Not so. I'm considering taking up fighting this meme as my personal crusade.
posted by namespan at 9:24 PM on March 13, 2003


what MidasM (thanks!) said was the sort of criticism that should have been leveled at the study. Regardless of the reputation of someone, there's some chance that what they say might be true. Even the Cato Institute.

That's very true, and I agree with you. My beef wasn't with the actual article, though, but rather with the posting of think tank press releases in general. It was the action, not the specific points of the article, that bothered me.

To refute the action by trying to debate the article point-by-point would have been futile.
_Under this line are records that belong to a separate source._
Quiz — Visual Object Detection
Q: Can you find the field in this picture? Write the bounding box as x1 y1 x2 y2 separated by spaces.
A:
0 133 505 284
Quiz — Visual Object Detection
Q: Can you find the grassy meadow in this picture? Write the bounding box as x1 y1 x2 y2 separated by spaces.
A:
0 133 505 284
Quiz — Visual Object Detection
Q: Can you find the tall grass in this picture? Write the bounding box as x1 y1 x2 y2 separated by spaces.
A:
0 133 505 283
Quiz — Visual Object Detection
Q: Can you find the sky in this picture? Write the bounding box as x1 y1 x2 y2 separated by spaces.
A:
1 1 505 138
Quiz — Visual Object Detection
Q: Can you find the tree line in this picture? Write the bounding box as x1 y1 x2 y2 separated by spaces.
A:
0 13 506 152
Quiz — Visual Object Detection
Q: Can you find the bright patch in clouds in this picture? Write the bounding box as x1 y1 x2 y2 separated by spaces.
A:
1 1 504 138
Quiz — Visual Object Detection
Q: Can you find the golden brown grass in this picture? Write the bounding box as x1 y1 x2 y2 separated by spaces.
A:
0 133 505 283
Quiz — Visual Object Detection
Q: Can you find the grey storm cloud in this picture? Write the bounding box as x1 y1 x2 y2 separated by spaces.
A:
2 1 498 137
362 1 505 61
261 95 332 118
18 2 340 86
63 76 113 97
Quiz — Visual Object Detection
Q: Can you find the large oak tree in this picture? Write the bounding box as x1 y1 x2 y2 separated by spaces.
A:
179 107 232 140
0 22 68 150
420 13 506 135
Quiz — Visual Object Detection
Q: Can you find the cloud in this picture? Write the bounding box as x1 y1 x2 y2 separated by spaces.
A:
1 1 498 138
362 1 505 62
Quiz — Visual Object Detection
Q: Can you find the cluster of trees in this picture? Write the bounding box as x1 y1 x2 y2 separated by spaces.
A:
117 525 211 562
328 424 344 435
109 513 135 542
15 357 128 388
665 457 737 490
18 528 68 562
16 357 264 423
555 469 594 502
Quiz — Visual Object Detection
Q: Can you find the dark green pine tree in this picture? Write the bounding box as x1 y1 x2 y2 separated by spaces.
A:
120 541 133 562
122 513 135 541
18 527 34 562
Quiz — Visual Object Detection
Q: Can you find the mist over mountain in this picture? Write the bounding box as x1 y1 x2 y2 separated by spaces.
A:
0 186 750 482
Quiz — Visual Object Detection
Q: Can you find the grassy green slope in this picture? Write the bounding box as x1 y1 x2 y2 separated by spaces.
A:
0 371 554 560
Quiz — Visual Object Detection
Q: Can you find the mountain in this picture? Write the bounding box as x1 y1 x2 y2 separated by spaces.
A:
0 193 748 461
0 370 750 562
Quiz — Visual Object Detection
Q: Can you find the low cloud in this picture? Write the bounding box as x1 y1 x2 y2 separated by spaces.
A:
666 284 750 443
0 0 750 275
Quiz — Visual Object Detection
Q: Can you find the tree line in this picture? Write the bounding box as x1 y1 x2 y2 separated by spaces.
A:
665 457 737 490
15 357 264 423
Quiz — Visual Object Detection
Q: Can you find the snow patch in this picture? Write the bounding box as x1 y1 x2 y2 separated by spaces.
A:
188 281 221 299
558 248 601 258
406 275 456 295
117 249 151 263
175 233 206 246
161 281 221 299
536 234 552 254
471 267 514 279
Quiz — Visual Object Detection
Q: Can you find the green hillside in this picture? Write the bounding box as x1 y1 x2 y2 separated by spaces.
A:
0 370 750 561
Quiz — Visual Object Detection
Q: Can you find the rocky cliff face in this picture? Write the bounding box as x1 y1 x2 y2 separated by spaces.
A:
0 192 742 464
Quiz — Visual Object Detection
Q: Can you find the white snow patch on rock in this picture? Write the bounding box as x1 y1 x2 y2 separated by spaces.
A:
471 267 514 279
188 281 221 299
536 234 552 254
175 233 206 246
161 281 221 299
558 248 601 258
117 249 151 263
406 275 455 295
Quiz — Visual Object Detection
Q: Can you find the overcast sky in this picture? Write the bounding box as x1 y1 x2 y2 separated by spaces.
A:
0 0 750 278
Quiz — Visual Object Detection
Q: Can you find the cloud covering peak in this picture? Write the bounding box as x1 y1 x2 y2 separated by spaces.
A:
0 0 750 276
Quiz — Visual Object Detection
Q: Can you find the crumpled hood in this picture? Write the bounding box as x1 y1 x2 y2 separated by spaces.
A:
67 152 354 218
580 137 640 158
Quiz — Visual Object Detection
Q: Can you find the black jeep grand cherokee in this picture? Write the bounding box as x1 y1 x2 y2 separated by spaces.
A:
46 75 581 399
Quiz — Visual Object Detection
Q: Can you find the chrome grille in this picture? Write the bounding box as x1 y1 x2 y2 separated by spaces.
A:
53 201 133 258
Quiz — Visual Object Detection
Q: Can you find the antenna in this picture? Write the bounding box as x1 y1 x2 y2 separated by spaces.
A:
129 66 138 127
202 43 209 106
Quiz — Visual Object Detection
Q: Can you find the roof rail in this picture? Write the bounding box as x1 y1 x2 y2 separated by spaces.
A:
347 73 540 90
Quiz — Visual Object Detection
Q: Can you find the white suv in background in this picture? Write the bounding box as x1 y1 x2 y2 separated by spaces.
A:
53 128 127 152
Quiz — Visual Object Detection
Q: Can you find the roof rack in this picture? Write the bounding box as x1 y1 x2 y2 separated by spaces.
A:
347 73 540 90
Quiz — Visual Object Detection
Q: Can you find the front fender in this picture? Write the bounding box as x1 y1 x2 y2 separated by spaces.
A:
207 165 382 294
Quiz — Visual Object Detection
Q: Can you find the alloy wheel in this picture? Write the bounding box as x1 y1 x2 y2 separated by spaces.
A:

Participation in the "If you think it's crap, then you're obligated to deconstruct it" challenge only encourages people to keep posting more of the same, the thinking being that one day someone will refuse to challenge every point, in which case, "A-ha!" you've proven that your agenda is better than theirs.

You know that think tank press releases are generally bogus. I know they're generally bogus. Even nofundy probably understands that they're generally bogus. Though they may contain information that is technical factual, they twist it, distort it, cover it with veiled hyperbole, and then describe it as "non-partisan research" for the sake of sounding legitimate.

They are not fascinating, except insofar as they give a little thrill to someone who agrees with their agenda and who then dutifully posts it on MeFi to prove to everyone else that their agenda is best, and they have the "non-partisan research" to back it up. They're never right. Ever. The research is always flawed. It is always partisan. Whether it's from a liberal, moderate, or conservative viewpoint, it is always, without fail, Just Another Agenda Post.

There are a handful of legitimate think tanks out there, but I dare say that their research doesn't give the same partisan "A-ha!" thrill that the biased press releases do. It's unlikely that anything from a legitimate think tank would ever make an FPP here, because they'd generally be regarded as boring.

I do suppose that I was wrong about people changing their minds, though -- I know, because in the not-so-distant past I've posted a few partisan editorials as well, thinking that they'd make great reading for everyone. I learned better.